Бьешь его, сбил, а после него клады, клады же остаются! Работал
ведь человек, для народа, что-то находил. Надо же взять!"
Они долго молчали, сидели, опустив головы.
-- Надо же, отрекся от отца! -- заговорил Жуков опять. --
Что же ты такое, если не понимаешь, какая это вещь -- кровная
связь отца с сыном! Тебе это говорит отец, Сашкин отец,
мальчишки моего единственного... Который не то что как ты.
Которому руку руби, а батяню своего не продаст... Сы-но-ок!
Сыно-хо-хо-хочек!..
Глубоко втянув нижнюю губу и сильно зажмурившись,
Александр Александрович вдруг заперхал, зашмыгал, напыжился, и
тоненькой ниточкой вытянулся из него жалостный плач и потянулся
все выше, не переставая. Как будто сердце вытекало из старика
через тончайший капилляр. Федор Иванович окаменел от ужаса. Он
никогда не слышал такого горького плача, не видел такого горя.
Оборвав тонкую нить плача, старик тяжело заохал, падая каждый
раз грудью на стол. Он убивался по своему сыну. Убивался, а
смерть не приходила.
-- Феденька! -- закричал он, тряся головой, и бросился
Федору Ивановичу на грудь.
Потом он затих, и оба с жадностью выпили по полчашки.

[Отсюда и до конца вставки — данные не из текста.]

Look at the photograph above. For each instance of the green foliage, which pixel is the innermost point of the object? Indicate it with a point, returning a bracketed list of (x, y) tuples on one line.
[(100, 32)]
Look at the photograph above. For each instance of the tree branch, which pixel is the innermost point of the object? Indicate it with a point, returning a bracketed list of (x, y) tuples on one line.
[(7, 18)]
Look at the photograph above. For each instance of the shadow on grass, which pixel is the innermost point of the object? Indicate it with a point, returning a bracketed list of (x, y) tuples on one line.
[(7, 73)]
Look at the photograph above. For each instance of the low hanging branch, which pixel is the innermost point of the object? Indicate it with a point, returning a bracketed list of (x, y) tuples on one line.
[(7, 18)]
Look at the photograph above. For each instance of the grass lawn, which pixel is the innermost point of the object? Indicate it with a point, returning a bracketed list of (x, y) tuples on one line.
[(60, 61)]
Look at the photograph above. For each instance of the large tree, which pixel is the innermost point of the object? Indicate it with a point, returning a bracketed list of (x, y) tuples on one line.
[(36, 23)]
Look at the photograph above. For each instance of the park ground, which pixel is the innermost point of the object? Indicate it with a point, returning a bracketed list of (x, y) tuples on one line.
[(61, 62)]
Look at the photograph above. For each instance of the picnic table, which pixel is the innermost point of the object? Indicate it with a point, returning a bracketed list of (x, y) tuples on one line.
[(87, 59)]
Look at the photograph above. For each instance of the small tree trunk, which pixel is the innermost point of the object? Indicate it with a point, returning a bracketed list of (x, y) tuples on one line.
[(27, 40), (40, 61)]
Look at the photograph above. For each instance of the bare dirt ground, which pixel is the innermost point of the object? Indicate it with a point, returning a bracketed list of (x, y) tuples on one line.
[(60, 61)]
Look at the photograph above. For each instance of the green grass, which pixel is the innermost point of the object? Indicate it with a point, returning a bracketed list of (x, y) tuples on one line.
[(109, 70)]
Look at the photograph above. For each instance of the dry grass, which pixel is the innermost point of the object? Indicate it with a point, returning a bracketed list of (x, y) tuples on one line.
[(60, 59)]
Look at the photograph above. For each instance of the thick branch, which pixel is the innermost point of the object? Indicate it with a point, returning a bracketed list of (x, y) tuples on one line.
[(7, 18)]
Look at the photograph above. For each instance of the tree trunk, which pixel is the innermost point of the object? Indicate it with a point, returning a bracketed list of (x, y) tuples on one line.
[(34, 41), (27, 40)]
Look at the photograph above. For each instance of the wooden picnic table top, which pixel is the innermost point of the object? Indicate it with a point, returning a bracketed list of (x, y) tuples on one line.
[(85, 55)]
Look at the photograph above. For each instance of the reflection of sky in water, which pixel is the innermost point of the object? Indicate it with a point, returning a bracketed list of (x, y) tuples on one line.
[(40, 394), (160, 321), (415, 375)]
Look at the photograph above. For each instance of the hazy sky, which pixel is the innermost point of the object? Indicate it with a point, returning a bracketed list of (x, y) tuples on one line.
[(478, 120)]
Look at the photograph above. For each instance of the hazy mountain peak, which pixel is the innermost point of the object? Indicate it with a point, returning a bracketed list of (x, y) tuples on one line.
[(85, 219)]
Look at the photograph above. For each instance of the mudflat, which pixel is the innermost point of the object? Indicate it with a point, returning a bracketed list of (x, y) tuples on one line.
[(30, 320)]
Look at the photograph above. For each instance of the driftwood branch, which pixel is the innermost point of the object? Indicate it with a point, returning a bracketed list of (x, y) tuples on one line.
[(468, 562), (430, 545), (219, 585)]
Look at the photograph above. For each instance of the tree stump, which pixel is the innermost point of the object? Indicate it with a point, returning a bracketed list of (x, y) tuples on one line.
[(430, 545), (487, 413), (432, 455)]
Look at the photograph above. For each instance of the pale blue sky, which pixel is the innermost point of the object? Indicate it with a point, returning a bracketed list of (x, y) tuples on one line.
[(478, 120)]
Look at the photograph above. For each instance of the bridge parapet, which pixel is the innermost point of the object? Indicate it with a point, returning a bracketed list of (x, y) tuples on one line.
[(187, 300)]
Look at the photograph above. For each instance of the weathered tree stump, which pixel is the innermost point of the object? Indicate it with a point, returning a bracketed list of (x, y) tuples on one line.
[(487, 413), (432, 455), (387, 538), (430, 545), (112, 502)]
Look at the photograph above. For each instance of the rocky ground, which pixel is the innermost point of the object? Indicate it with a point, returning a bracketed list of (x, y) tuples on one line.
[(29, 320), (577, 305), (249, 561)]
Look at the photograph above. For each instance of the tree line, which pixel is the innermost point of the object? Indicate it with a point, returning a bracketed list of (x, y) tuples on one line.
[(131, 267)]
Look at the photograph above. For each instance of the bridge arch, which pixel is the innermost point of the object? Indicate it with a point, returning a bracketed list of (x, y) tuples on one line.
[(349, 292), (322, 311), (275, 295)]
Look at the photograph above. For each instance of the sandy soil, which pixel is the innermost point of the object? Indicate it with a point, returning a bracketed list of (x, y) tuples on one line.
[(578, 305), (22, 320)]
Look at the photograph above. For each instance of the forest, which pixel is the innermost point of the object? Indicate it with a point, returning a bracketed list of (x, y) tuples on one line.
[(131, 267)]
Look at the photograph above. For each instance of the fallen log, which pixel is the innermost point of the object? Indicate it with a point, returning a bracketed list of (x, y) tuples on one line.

-- Если бог есть... Если есть, -- я ему говорю... --
старик всхлипывал у Федора Ивановича на груди. -- Если бог
есть, он должен тебя... Должен покарать. И пусть он тебя
покарает моей рукой. Если бога нет -- человеческая совесть
пусть поставит точку твоей подлости. Закон еще не находит
управу для таких, как ты. И не скоро еще найдет. Все мелкоту
подбирает. Ничего, совесть заполнит эту прореху. Так что знай,
если выберешься из этой ямы, все равно я тебя достигну. А если
ты меня опередишь, другие достигнут. На тебя целая очередь
стоит. Я тебя сейчас мог бы шарахнуть... Колом по башке. И кол
хороший лежит поблизости. Я тебя оставляю во власть твоей
судьбы. Если вытащит тебя кто -- целуй руки тому. Но знай,
Краснов. Значит, судьба тебя для другого наказания бережет.
Пострашнее. Чтоб ты десять раз сдох и воскрес. А потом уже она
тебя уберет. Когда сам ее начнешь об этом просить".